For the cereal/cheerio flavor; my money is on ATHP[1]. I posted about this as I've had it in many of my sours. Aging under carbonation (bottle conditioning) has helped; I have an old bruin that had quite a bit of this, after 6 weeks in the bottle, it;s lessened significantly. I need more time with the other sours that have this element to them to confirm if this is a reasonable remedy.

I did find it interesting that Vinnie gets this in lighter beers; that's my experience as well. I have a sour stout that has none of this; but the sour saisons have it quite a bit.

I've emailed around a bit; best feedback I've gotten so far has been try to keep the brett temps in the 60s and reduce O2 exposure. I don't yet have 100% O2 free process, but I am in the middle of getting a chamber that I can keep at 60 year round.



1. https://www.homebrewtalk.com/f127/brett-strain-production-athp-449852/
 
That bit about ATHP is interesting and seems to fit reasonably well. Next time I bottle some lambic I will purge the bottling bucket and some of the first filled bottles and see if there is a correlation between O2 exposure and the onset of the character. It does seem to often rear its ugly head in a big manner post bottling. My sours are all kept 60-70F year round so I doubt the temp drop will make much if any difference.
I really do wonder if it is right though as the "mousey" thing is so odd a way to describe cereal/cheerios (Can't say I have ever smelled a mouse before though) As well I find it is usually very much an aftertaste not something up front as an aroma. It seems to build like astringency does. The beer will smell good, taste good, then it gets the cheerios in the end. Getting more prominent as more is drunk.
 
When I was reading about Brett in wine, the mention of it not being detected until after you swallow was the key for me. Reading further, its a pH reaction. First taste in your mouth the pH of the mouth is different, once the beer mixes with the saliva, a pH change occurs and there is a transformation into the ATHP compounds.

Interested to see if you also find bottle conditioning helps as well.

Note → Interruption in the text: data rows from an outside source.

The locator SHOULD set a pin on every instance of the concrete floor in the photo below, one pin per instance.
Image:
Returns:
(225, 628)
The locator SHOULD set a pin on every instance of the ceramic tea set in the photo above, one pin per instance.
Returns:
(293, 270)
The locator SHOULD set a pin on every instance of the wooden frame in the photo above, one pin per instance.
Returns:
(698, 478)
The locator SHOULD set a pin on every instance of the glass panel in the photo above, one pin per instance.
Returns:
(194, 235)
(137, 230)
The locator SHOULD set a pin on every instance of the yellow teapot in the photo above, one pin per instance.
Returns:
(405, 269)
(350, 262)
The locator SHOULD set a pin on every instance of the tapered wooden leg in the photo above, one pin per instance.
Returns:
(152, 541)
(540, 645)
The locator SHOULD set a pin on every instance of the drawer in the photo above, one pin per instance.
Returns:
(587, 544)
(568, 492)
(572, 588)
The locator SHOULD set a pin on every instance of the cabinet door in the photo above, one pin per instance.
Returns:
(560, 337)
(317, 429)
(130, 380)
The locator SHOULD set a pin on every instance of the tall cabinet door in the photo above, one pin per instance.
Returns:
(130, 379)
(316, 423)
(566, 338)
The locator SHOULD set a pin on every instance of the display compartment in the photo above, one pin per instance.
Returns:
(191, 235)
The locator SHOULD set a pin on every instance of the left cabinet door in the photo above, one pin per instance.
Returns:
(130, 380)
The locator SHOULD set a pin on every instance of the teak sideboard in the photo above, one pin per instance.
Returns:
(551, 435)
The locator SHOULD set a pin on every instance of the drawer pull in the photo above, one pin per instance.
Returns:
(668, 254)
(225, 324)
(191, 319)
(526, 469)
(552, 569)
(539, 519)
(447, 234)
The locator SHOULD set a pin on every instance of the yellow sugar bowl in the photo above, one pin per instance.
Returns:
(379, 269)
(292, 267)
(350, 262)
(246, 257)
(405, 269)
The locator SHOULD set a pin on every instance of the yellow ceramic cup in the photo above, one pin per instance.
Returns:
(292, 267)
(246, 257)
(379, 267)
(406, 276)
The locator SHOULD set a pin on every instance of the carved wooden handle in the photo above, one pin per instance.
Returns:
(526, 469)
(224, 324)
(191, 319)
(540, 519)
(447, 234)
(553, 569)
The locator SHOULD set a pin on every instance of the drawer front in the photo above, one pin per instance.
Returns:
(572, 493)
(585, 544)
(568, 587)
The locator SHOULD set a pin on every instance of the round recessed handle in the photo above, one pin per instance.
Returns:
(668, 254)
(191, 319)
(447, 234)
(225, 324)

Sent from my EVO using Home Brew mobile app
 
This is great! I am about half way through the "aseanfood.info" pdf you posted in the other thread. I am 99% certain you have nailed it down. It is just too too close not to be right. Alongside all that they talk about how some folks are not sensitive to the flavour and that fits right in with what I have seen. I judged a comp last year and there was a lambic that was quite nice but had the cheerios thing pretty bad. A buddy of mine could not taste it at all though.
So happy this problem has been figured out and a way to ameliorate it is possible!

For anyone who wants to read it, the original link is crap but the google cache is good http://webcache.googleusercontent.c...df+&cd=5&hl=en&ct=clnk&gl=ca&client=firefox-a
 
Fascinating. I believe now that the cheerios thing and the buttered popcorn thing are two distinct compounds. Originally I had suspected that it was the same compound at varying concentrations.

I do get a fair amount of agitation/aeration during my sour bottling process, so step #1 is to clean that up.
 
Anywhere from 6 months to 3 years. I have a lambic that I haven't touched yet that I brewed in June 2011-- that's my oldest. On average, 6-12 months before bottling/blending.